Please assign the correct CPT codes for the procedure above.


ANSWERS

CPT Codes
63650 Percutaneous implantation of neurostimulator electrode array, epidural
63685 Insertion or replacement of spinal neurostimulator pulse generator or receiver, direct or inductive coupling

Rationale
In the index of CPT 2014, Professional Edition, under the terms Spinal cord, implantation (or insertion), pulse generator (or receiver), the coder is directed to code 63685 Insertion or replacement of spinal neurostimulator pulse generator or receiver, direct or inductive coupling. Additionally, under the terms Spinal cord, implantation (or insertion), the subterm electrode directs the coder to see code 63650 Percutaneous implantation of neurostimulator electrode array, epidural. Per the section guidance under the subsection Neurostimulators (Spinal) preceding codes 63650–63688, these codes “describe the operative placement, revision, replacement, or removal of the spinal neurostimulator system components to provide spinal electrical stimulation” and further details that a neurostimulator system is comprised of an implanted neurostimulator, external controller, extension, and collection of contacts or electrodes. A number, typically four or more, electrodes provide the actual electrical stimulation in the epidural space. In the case of CPT code 63650, as a percutaneously placed neurostimulator system, the electrodes are on a catheter-like lead.

In the April 11:10 CPT Assistant, the following question was posted:

“May code 63650 be reported for both insertion of a temporary percutaneous electrode array and a permanent percutaneous electrode array?

AMA Response: “Yes. The use of code 63650, Percutaneous implantation of neurostimulator electrode array, epidural, is not altered when the implantation of the percutaneous epidural neurostimulator electrode is performed for the purpose of a ‘temporary’ trial or for ‘permanent’ neurostimulation. The difference between the two procedures is the attachment of the electrode array to an external stimulator unit for trial stimulation as opposed to connecting to an implanted pulse generator or receiver for permanent stimulation. Attachment to an external stimulator unit is considered inherent to the work represented by code 63650. Therefore, it is not appropriate to report code 63685, Insertion or replacement of spinal neurostimulator pulse generator or receiver, direct or inductive coupling.

“However, if the percutaneous electrode array is attached to an implanted spinal neurostimulator pulse generator or receiver, then code 63685 would be reported in addition to code 63650, for the insertion or replacement of the pulse generator or receiver. Code 63685 includes the creation of a subcutaneous pocket made to house the stimulator and tunneling of the electrodes to the pocket. The generator is then placed in the subcutaneous pocket, lead impedances are tested to verify proper connection, and the device is programmed to begin stimulation (code 95972).”

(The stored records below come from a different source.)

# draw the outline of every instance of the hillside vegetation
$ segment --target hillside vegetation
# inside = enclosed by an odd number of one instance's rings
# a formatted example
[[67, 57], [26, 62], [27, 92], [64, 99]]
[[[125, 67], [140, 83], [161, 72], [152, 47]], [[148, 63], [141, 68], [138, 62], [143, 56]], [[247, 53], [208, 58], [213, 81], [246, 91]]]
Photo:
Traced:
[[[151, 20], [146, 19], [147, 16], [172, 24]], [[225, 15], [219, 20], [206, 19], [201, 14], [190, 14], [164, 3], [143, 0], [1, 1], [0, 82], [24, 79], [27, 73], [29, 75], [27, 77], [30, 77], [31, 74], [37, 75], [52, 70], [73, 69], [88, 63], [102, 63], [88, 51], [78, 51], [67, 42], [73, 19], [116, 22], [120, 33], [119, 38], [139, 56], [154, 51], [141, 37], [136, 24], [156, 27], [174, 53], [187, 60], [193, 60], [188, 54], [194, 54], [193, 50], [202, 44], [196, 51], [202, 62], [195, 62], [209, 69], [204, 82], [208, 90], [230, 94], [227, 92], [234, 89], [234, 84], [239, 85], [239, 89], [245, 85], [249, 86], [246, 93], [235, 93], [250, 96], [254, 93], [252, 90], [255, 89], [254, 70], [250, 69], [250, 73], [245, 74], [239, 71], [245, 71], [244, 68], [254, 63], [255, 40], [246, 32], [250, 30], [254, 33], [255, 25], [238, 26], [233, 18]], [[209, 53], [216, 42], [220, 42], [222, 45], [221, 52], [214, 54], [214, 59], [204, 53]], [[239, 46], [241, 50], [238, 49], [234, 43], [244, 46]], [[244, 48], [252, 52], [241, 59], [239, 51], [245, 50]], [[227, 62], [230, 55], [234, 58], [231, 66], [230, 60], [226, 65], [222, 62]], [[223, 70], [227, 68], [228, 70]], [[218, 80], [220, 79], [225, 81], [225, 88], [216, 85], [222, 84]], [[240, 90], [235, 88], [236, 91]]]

The codes are sequenced according to the highest relative value unit or RVU. This would indicate the higher priced procedure, CPT code 63650 has a work RVU of 7.15 and code 63685 has a work RVU of 5.19; therefore, when sequencing these codes on the claim form, report 63650 as the primary code and 63685 as the secondary code. The use of modifier 51 would be appropriate for the second procedure.

Diagnosis Codes
722.81 Postlaminectomy syndrome, cervical region
338.4 Chronic pain syndrome

Rationale
In the ICD-9-CM alphabetic index, under the terms Syndrome, postlaminectomy, the subterm cervical directs the coder to see code 722.81. Confirmation is made by reviewing the code in the tabular section as well. For chronic pain syndrome, the main term Syndrome is once again referenced, then the subterm pain, and the subterm chronic which directs the coder to see code 338.4. The main reason for the procedure was the postlaminectomy syndrome which was the reason for the patient’s chronic pain.